Coffee date ends on a bitter note

Written by Amy Stoltenberg

Photos by Amy Stoltenberg

“Hi! I’m Amy!” said the overly enthusiastic, faux-redhead, undercover journalist.

“I know,” replied the much cooler, indie-looking urban hipster.

And so there was the meeting point, the first date. The second-most awkward part of a date, in fact, is this first routine of recognition and introduction. We met on Tinder. We talked for a couple of days. By certain modern social standards, I guess he was sort of right: he did already know me. He was an aspiring photographer who wrote me a poem about catching trains headed everywhere but nowhere. Me, the sarcastic jokester with an ironic appreciation for said poetry. When we finally connected in person, I guess he was sort of right. He did already know me.

On Tinder, I told him I just bought my first camera and I wanted to practice shooting. He said he would help me figure it out and he wanted to get some shooting practice in, too. We met at a Starbucks in the city next to the lake with plans to chat our way into a photoshoot.

The date had all the elements of an excellent encounter — stimulating activity, picturesque setting — and I began the night with a characteristic, if adolescent, confidence.

I have this theory about guys and coffee, which is partly why I suggested we grab coffee before taking pictures. While working in a coffee shop throughout high school, I observed a direct relationship between the type of coffee ordered and the qualities of the man ordering it. At one end of the manliness spectrum lies the black dark roast, ordered by the straight-forward, solid type. At the other end, the milk-chocolate frappuccino — choice of the fragile and warm-hearted pretty boy.

Chaz* ordered a small black dark roast and we spent about a half hour talking strictly camera business at a small table piled high with his photo equipment. He’d brought his antique Polaroid and a vintage film camera, both swoon-worthy to the artistically inclined fashion major, yet both slightly overshadowed by all of the numbers and technical facts he spewed about them. My efforts to slide in a flirty comment or personal question in an attempt at intimacy were squashed, and so I was a bit relieved when he commented on the fleeting natural light and led the way outside.

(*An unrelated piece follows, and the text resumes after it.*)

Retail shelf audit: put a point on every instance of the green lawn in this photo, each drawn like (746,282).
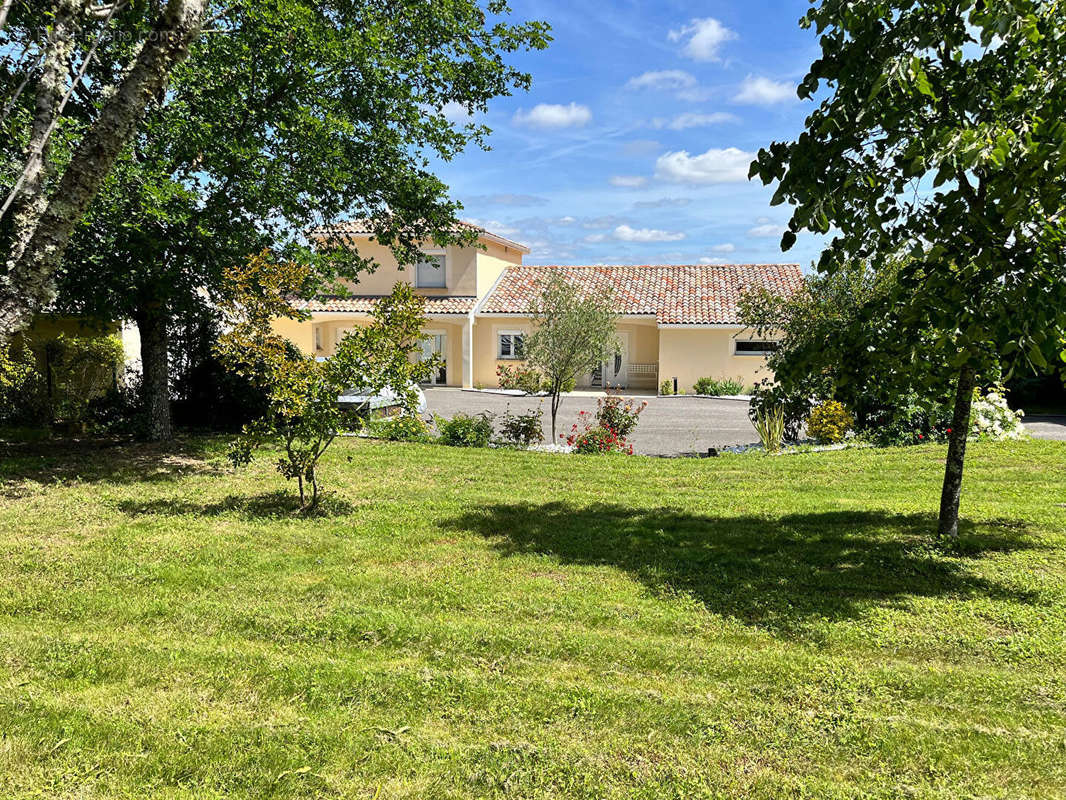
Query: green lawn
(499,624)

He shot with a film camera with exactly 12 shots to take. We worked quietly, him making comments here and there about which way my knee should point or where to stand to best capture shadows, me asking about which way to drape my sweater.

The artistry involved in film photography is enchanting to watch, and watching his dedication to this passion was captivating, but as I modeled for Chaz under a bridge by the lake, I wondered if he was feeling the same platonic sort of chemistry that I was. The energy we shared was purely creative, and the date felt more like a business collaboration than a romantic affair. Our closest moment was when his hand brushed my nose as he took measurements with the light meter. No goosebumps or electric shocks came from this connection.

In the days since our meeting, all has been quiet on the Chaz homefront. Making art together was satisfying, but making out together just wasn’t something that promised to do the same.

There’s a second part to the coffee theory that applies to romantic relationships: for a pair of potential lovers to click, the two drinks ordered must be on opposing ends of the drink spectrum. A couple made up of two sensitive romantics drinking chocolaty delights usually doesn’t work any better than one consisting of double espresso drinking realists.

As we sat down, coffees in hand, Chaz began flipping out spreadsheets and charts filled with numbers defining the relationships between ISOs and apertures.

As I took a sip of my drink, my heart sank just a little bit. The small black dark roast tasted just a tad bitter.